Vivian Turner, The Roslin Institute and Royal (Dick) School of Veterinary Sciences, University of Edinburgh

B cell activation

B cells are activated when their B cell receptor (BCR) binds to either soluble or membrane bound antigen. This activates the BCR to form microclusters and trigger downstream signalling cascades. The microcluster eventually undergoes a contraction phase and forms an immunological synapse, this allows for a stable interaction between B and T cells to provide bidirectional activation signals. 

Once activated B cells may undergo class switch recombination. In their inactivated state B cells express IgM/IgD but once activated they may express IgA, IgE, IgG or retain IgM expression. They do this by excision of the unwanted isotypes (Figure 1). Cytokines produced by T cells and other cells are important in determining what isotype the B cells express.

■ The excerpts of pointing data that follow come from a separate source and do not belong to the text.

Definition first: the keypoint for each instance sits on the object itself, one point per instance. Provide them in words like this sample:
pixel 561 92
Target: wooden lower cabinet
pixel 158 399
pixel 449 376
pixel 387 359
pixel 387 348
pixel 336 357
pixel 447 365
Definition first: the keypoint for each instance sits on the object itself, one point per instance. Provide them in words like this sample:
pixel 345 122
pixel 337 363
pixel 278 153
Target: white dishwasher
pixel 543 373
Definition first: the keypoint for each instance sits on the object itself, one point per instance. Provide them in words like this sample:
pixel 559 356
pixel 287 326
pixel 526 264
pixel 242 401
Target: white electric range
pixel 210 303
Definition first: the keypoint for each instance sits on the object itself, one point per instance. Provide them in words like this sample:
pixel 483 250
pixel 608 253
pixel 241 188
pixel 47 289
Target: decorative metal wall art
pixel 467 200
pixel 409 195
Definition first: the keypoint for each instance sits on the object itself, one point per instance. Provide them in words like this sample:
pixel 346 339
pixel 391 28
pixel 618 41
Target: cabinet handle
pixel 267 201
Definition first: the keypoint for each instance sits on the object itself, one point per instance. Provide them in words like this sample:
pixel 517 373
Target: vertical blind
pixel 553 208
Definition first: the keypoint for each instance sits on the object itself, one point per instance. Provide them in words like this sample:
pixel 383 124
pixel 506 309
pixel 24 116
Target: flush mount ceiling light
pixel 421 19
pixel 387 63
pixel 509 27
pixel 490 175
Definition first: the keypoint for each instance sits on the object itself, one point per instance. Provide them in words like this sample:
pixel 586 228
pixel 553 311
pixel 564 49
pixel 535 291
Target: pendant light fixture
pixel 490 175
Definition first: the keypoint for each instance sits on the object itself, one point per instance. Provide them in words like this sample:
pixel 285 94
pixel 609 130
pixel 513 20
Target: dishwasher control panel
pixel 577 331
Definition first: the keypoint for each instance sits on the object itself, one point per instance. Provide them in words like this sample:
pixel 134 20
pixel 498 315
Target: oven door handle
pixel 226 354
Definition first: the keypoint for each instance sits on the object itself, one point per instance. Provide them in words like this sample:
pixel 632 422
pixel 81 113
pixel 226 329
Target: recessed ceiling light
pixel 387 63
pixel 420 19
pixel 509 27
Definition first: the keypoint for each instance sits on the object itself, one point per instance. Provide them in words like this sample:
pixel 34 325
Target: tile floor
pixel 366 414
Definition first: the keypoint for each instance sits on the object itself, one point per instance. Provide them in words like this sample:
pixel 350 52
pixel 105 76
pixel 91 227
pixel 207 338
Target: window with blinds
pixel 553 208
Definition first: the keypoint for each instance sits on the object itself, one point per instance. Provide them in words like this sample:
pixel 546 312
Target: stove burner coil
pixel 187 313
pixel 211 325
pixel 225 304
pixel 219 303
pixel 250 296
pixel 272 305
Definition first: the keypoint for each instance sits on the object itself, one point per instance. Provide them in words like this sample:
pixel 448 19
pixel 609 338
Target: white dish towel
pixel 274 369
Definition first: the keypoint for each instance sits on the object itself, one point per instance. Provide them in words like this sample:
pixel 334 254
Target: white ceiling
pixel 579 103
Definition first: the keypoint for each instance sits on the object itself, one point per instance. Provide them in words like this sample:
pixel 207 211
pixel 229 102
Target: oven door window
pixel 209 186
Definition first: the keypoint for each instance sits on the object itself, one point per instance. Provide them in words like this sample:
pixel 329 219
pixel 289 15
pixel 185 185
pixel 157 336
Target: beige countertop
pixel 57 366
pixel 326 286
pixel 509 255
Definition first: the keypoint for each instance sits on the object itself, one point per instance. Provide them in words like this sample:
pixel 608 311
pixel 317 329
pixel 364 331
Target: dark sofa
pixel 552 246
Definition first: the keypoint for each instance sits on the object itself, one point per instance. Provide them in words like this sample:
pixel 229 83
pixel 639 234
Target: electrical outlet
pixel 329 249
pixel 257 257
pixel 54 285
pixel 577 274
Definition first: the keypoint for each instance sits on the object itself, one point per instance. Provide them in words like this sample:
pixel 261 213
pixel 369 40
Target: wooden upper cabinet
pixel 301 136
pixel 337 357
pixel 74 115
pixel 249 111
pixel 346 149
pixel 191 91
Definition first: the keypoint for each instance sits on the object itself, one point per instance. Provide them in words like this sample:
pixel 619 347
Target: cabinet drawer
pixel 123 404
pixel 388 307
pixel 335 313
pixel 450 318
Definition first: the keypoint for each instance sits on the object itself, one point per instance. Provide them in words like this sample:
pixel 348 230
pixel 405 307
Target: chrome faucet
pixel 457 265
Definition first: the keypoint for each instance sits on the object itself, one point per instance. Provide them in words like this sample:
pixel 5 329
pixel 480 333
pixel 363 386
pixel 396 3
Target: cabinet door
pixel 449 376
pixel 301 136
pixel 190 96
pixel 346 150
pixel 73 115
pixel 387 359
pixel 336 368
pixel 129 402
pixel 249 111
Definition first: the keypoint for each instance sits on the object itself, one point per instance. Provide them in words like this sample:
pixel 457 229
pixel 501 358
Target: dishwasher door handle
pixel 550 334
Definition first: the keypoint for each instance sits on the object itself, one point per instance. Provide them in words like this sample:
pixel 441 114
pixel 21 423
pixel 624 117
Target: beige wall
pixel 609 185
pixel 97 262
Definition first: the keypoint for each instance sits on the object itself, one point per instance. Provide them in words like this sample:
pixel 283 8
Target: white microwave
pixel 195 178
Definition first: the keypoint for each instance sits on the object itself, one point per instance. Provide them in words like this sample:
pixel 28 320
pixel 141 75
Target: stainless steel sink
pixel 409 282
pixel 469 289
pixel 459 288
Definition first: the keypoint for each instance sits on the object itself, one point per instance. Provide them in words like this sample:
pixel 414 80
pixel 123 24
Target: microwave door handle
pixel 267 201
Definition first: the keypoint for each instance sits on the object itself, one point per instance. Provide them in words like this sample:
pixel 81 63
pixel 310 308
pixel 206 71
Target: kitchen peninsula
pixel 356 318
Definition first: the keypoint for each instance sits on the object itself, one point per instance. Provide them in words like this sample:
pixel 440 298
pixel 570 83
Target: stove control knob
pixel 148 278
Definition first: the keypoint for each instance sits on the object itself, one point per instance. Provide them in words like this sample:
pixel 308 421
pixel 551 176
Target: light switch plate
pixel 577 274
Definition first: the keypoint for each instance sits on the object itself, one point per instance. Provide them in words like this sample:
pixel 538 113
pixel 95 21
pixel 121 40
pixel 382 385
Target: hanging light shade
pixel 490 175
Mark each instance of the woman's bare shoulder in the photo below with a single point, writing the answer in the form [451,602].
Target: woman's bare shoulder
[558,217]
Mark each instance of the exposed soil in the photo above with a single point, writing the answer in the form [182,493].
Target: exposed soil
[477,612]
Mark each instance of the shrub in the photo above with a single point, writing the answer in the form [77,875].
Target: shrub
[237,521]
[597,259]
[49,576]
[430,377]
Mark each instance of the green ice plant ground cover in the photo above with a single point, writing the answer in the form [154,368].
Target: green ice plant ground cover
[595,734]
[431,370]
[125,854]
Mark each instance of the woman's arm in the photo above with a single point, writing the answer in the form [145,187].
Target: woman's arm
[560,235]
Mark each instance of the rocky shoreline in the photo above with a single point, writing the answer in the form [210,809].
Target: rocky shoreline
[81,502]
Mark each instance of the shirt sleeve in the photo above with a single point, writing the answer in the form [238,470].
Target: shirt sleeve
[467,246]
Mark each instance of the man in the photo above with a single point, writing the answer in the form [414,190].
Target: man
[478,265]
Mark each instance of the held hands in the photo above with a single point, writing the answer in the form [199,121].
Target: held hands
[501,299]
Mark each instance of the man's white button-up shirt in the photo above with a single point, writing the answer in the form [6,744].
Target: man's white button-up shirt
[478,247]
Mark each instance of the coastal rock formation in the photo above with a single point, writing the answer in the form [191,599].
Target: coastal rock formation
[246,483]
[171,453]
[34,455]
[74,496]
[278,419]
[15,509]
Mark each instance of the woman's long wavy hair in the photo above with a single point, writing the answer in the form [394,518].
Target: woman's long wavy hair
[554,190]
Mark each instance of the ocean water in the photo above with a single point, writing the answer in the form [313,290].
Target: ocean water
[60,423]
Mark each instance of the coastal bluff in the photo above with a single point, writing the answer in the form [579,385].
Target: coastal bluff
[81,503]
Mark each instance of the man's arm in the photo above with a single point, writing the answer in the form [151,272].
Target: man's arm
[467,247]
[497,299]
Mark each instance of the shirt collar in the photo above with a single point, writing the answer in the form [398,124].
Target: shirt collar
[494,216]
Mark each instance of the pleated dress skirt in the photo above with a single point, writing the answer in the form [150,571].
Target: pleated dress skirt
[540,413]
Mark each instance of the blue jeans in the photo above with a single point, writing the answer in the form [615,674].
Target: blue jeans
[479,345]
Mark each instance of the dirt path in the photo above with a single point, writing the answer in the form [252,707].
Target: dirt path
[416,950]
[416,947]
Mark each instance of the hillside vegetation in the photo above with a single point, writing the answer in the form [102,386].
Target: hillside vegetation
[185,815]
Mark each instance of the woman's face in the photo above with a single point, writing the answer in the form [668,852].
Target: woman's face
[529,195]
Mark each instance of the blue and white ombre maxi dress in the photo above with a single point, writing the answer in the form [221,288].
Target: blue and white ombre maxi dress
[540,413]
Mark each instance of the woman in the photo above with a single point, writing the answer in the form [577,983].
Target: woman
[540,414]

Figure 1: Class switch recombination. After VDJ recombination class switch recombination may occur. In this process unwanted Immunoglobulin (Ig) genes are excised so that the desired gene can be expressed. In this depiction excision occurs and IgE is expressed. There are five isotypes which can be found in difference circumstances. For example, IgE is common in allergic responses such as asthma.

The germinal centre

B cells have two main types of immune responses. In a T-Independent immune response B cells can respond directly to the antigen. In a T-dependent immune response the B cells need assistance from T cells in order to respond.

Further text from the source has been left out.